President George Bush flew into south-west Florida yesterday on a mission that was as much about politics as compassion for the area devastated by a hurricane over the weekend.

President George Bush flew into south-west Florida yesterday on a mission that was as much about politics as compassion for the area devastated by a hurricane over the weekend.

Accompanied by Jeb Bush, his brother and Governor of the state, and by Mike Brown, the director of the Federal Emergency Management Agency (Fema), the President toured - by helicopter and on land - Charlotte and Lee counties, which suffered the most damage by far from Hurricane Charley late on Friday.

He made the brief morning visit as a huge swath of central Florida struck by the storm was struggling to emerge from the debris and wreckage. The official death toll remained at 13 and as many as two million residents along the storm's path from the Gulf coast to the Atlantic remained without power. The cost of reconstruction is expected to exceed $10bn (£5.4bn).

For Mr Bush, the handling of the aftermath of Charley, the worst hurricane to hit Florida in a dozen years since Hurricane Andrew in 1992, could be crucial to his hopes of winning the state in the presidential election in November. Latest polls show his rival, John Kerry, with a slim edge in the state. Mr Bush will be heeding harsh lessons learned by his father, who was heavily criticised in the wake of Hurricane Andrew. In August 1992, three months before losing that year's contest to Bill Clinton, George Bush Sr came under criticism when he flew to the perimeter of the storm's worst damage south of Miami - and hastily left again.

After Andrew, moreover, there were loud complaints from local officials that the federal agencies, led by Fema, reacted much too slowly in getting assistance to the area. On being elected, Bill Clinton made the reform of Fema, which oversees all emergencies in the country, a top priority.

Experts also warned that Mr Bush faced a challenge trying to dispel any notion that he was trying to make political mileage out of the human tragedy left by the storm. If he achieves that, Charley may end up helping him recover support in a state which he snatched from Al Gore in 2000 by just 537 votes.

"The most politically useful trips of all are the, quote, 'non-political' ones," commented Larry Sabato, a professor of political science at the University of Virginia. "Presidents never look better than when they appear to be acting decisively in situations such as these."

But with Jeb at his side yesterday, the President faced an uphill task avoiding the impression that he was politicising the storm. Perhaps most critically, however, was the challenge of ensuring that this time assistance gets to the state more quickly. Already, President Bush had declared 20 counties in Florida as federal disaster areas - making them eligible for millions of dollars in help.

Most urgently, Fema was under pressure to provide emergency housing for as many as 10,000 people whose homes, many of them mobile trailers, were destroyed by the Category 4 storm that came ashore in Charlotte County with winds up to 180mph.

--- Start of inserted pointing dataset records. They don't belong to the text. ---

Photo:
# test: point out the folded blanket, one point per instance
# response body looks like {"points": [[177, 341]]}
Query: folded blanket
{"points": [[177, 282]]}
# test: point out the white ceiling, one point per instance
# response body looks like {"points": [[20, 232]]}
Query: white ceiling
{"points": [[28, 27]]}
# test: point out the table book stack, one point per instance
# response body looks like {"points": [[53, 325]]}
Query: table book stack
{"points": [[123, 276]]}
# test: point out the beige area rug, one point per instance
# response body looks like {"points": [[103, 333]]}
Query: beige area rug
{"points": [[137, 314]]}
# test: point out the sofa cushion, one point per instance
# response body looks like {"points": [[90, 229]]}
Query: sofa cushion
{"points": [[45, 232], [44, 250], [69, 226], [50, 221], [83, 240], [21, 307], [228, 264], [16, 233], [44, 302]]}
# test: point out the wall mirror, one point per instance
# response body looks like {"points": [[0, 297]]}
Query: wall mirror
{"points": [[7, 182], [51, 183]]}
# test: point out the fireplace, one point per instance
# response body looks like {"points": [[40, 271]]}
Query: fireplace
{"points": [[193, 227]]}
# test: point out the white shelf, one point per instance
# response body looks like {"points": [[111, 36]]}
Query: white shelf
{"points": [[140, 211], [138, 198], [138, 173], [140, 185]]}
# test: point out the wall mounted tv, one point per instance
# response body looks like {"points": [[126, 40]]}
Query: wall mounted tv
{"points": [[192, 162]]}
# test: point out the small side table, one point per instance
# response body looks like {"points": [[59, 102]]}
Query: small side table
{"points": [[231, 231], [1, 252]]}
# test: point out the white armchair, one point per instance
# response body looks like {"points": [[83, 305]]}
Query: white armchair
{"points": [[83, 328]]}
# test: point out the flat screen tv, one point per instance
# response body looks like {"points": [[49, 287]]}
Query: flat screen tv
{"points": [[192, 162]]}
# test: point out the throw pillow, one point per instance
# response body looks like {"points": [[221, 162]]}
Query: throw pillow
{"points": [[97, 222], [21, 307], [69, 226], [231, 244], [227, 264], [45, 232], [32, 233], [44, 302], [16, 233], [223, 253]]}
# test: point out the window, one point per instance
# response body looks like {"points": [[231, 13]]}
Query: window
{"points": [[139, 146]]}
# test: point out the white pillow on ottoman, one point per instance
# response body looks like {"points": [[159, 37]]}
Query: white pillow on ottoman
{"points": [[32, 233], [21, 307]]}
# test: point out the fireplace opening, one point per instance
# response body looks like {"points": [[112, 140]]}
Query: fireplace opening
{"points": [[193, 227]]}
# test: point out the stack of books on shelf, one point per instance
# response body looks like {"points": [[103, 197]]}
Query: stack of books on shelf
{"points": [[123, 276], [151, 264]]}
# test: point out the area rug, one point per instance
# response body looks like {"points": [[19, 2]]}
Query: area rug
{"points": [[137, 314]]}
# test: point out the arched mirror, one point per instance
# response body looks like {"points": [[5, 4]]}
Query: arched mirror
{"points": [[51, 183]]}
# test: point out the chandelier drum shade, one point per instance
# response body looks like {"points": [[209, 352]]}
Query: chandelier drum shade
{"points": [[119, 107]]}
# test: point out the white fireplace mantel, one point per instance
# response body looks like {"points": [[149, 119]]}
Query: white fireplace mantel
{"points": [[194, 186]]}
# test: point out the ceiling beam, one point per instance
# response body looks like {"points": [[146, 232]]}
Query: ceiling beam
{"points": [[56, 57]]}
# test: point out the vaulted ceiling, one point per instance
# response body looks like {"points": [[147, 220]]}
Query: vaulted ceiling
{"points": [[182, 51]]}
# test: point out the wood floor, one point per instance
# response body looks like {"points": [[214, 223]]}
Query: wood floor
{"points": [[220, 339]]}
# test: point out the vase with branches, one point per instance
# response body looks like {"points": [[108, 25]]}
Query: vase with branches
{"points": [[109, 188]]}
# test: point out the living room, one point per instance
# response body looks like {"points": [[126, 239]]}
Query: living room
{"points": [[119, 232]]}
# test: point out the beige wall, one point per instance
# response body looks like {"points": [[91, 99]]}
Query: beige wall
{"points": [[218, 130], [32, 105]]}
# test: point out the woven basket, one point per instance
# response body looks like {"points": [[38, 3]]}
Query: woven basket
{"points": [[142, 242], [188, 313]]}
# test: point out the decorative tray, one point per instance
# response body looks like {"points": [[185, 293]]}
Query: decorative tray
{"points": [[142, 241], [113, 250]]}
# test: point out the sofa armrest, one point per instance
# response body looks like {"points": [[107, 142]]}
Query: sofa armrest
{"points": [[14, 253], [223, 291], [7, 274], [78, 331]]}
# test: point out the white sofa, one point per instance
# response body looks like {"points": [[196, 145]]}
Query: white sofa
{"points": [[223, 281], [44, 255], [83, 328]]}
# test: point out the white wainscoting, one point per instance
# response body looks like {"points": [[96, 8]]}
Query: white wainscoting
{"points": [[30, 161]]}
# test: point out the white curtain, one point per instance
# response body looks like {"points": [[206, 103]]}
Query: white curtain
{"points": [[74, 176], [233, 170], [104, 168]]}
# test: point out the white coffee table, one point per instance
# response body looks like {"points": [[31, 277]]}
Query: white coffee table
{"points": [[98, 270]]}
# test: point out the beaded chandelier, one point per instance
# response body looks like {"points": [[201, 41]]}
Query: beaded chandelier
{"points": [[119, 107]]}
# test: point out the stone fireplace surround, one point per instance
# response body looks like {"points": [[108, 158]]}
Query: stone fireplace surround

"People's lives have been turned upside down," Mr Bush said as he stood outside the home of Gary Nickols in Punta Gorda, a town of 15,000 that suffered the worst of the devastation. Mr Nickols, 57, had fled to a local church on Friday night and had returned to find his house mostly intact.

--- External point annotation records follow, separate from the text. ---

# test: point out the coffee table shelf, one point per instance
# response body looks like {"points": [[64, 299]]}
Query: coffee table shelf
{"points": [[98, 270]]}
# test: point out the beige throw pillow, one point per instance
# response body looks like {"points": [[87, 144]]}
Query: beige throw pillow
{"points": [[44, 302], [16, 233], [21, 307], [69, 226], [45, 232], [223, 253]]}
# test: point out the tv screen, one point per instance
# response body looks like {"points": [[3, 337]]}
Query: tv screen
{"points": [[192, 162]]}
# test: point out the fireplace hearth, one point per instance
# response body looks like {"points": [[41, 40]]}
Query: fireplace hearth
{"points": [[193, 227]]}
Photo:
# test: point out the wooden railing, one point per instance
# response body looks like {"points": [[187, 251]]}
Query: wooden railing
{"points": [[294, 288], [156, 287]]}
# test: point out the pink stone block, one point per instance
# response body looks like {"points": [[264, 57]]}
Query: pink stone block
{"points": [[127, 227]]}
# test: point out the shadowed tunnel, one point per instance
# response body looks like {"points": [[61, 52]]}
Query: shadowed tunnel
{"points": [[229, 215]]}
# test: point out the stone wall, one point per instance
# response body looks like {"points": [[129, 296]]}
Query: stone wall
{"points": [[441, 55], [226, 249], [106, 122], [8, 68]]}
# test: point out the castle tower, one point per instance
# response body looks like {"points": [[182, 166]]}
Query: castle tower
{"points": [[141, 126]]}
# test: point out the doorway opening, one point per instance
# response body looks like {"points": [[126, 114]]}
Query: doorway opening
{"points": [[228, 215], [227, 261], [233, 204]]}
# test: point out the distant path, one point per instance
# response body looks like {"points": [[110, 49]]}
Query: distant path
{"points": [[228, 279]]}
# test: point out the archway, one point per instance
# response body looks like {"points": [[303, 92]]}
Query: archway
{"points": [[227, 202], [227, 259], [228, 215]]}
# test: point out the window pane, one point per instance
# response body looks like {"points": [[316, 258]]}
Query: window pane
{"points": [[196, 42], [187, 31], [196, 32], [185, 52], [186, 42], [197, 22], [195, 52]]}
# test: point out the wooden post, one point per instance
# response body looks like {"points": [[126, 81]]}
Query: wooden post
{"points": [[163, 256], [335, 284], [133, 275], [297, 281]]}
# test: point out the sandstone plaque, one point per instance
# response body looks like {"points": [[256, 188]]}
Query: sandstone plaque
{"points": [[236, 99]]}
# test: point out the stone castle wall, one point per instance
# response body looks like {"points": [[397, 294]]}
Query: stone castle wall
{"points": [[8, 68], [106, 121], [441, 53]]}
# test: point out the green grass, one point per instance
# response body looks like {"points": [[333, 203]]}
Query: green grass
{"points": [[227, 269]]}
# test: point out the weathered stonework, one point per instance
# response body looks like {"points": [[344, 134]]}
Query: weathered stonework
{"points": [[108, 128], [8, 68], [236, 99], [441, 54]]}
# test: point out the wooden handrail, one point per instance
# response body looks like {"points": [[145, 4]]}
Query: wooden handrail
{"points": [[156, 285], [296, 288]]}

Mr Bush was quick to praise the emergency workers in the state, and by extension the administration of his brother. "There is a lot of help moving into this part of the world," he said, before leaving by helicopter for Fort Myers, where he picked up Air Force One and returned to Washington.

While the worst of the calamity was in Punta Gorda and nearby Port Charlotte, many other parts of the state were also trying to make sense of the storm's wrath. Most of Orlando remained without power and many areas had no safe water supply. Orlando, which saw its main theme parks, including Walt Disney World, get back into business on Saturday, has not seen hurricane force winds for 40 years.